The Bloomberg U.S. High Yield Corporate Index, formerly known as Lehman Brothers U.S. High Yield Corporate Index, measures the performance of taxable, fixed-rate bonds issued by industrial, utility, and financial companies and rated below investment grade. Each issue in the index has at least one year left until maturity and an outstanding par value of at least $150 million.
The Bloomberg World Government Inflation-Linked Bond (WGILB) Index measures the performance of investment grade, government inflation-linked debt from 12 different developed market countries.
Bloomberg Commodity Index measures the performance of 19 futures contracts on physical commodities. As of the annual reweighting of the components, no related group of commodities (for example, energy, precious metals, livestock, and grains) may constitute more than 33% of the index and no single commodity may constitute less than 2% or more than 15% of the index.
The Dow Jones Global ex-U.S. Index is an equal-weighted stock index composed of the stocks of 150 top companies from around the world (excluding the U.S.) as selected by Dow Jones editors and based on the companies' long history of success and popularity among investors. The Global Dow is designed to reflect the global stock market and gives preferences to companies with global reach.
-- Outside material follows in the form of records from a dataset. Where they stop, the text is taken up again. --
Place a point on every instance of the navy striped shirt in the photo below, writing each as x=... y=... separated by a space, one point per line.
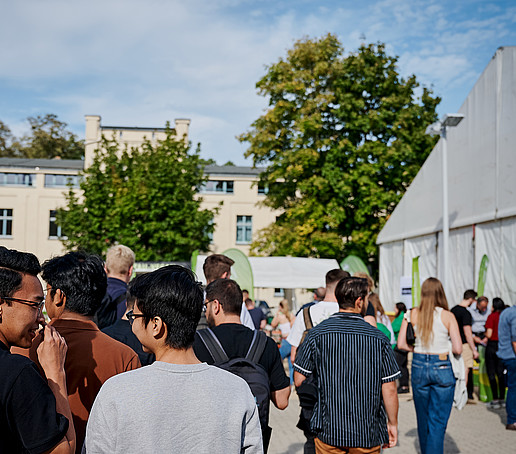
x=351 y=360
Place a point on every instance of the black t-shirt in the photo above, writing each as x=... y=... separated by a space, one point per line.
x=28 y=418
x=236 y=340
x=122 y=332
x=463 y=317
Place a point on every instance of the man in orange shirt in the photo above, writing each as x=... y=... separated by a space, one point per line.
x=76 y=284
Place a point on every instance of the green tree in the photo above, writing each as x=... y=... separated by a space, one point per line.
x=342 y=139
x=143 y=198
x=5 y=139
x=48 y=138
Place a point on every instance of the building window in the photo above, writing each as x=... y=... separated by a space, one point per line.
x=262 y=189
x=244 y=229
x=214 y=186
x=279 y=292
x=61 y=181
x=210 y=234
x=16 y=179
x=54 y=230
x=6 y=222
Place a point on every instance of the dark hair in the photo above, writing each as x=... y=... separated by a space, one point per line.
x=470 y=294
x=173 y=294
x=401 y=307
x=348 y=290
x=13 y=264
x=216 y=265
x=498 y=304
x=228 y=293
x=336 y=275
x=130 y=300
x=81 y=277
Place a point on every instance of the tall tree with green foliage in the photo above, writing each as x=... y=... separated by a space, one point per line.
x=342 y=139
x=48 y=138
x=144 y=198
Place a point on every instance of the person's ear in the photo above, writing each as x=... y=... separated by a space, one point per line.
x=217 y=307
x=59 y=302
x=159 y=329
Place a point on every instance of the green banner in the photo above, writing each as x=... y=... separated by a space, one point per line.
x=416 y=283
x=353 y=264
x=241 y=271
x=482 y=275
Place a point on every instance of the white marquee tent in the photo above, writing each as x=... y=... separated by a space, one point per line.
x=481 y=194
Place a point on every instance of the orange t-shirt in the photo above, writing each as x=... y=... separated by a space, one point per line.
x=91 y=359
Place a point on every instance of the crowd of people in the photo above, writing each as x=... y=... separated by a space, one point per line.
x=161 y=363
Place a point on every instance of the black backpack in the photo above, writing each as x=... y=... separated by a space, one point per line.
x=106 y=313
x=248 y=369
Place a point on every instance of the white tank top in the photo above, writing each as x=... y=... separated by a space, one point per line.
x=439 y=343
x=285 y=329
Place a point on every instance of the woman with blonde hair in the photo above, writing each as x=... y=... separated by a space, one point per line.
x=433 y=382
x=284 y=319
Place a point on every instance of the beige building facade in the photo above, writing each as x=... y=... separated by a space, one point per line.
x=32 y=189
The HFRX Global Hedge Fund Index is designed to be representative of the overall composition of the hedge fund universe. It is composed of all eligible hedge fund strategies; including but not limited to convertible arbitrage, distressed securities, equity hedge, equity market neutral, event driven, macro, merger arbitrage, and relative value arbitrage. The strategies are asset weighted based on the distribution of assets in the hedge fund industry.
The MSCI All-Country World Index ex USA measures the performance of large- and mid-capitalization stocks in approximately 50 developed and emerging equity markets, excluding the United States.
The MSCI EAFE® (net) Index measures the performance of approximately 20 developed equity markets, excluding those of the United States and Canada. The total returns of the index are net of the maximum tax withholding rates that apply in many countries to dividends paid to nonresident investors.
The MSCI Emerging Markets Index captures large- and mid-cap representation across 26 emerging markets countries. With 1,198 constituents, the index covers approximately 85% of the free-float-adjusted market capitalization in each country.
Russell 1000® Growth Index measures the performance of those Russell 1000 Index companies with higher price-to-book ratios and higher forecasted growth values.
Russell 1000® Value Index measures the performance of those Russell 1000 Index companies with lower price-to-book ratios and lower forecasted growth values.
The Russell 2000® Index measures the performance of the 2,000 smallest companies in the Russell 3000 Index, which represents approximately 8% of the total market capitalization of the Russell 3000 Index. As of its latest reconstitution, the index had a total market capitalization range of approximately $128 million to $1.3 billion.
The S&P 500 Index is a stock market index tracking the stock performance of 500 of the largest companies listed on stock exchanges in the United States.